Then the Elliott 503 came along with Algol to write Apps and the rest is, as they say, history.
It's worth noting that this heyday of invention was largely from the International Computers Limited ICL stable: Elliott, Marconi, English Electric and Leo (Joe Lyons corner houses). The business-focused part of this group in turn became part of ICL - a 10%-nationalised company formed in 1968 by Harold Wilson's Labour government, whilst the automation parts of Elliott went to GEC - the company which would end up briefly running Dragon Data before the the latter's collapse in 1984.
GEC would eventually end up as part of British Aerospace - BAe Systems, whilst ICL was subsumed by Fujitsu in 1998, although it kept its name until 2002.

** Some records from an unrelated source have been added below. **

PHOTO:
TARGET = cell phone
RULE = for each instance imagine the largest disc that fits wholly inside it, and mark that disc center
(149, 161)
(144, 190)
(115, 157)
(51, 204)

ICL (and later Fujitsu) continued to win many government bids with their COBOL-running competitors to IBM's machines- some say it also staved off antitrust.
COBOL has been criticized for its verbosity, design process, and poor support for structured programming. These domain weaknesses resulted in monolithic programs that are hard to comprehend as a whole, despite their local readability. It was designed for clerical programming with forms...
Many said that ICL's new range (2900) was better technology, but IBM had the marketing clout.
In Europe there are IBM buildings adjacent to major German organisations with processing centres. In the UK I can think of Fujitsu across the road from big government processing centres.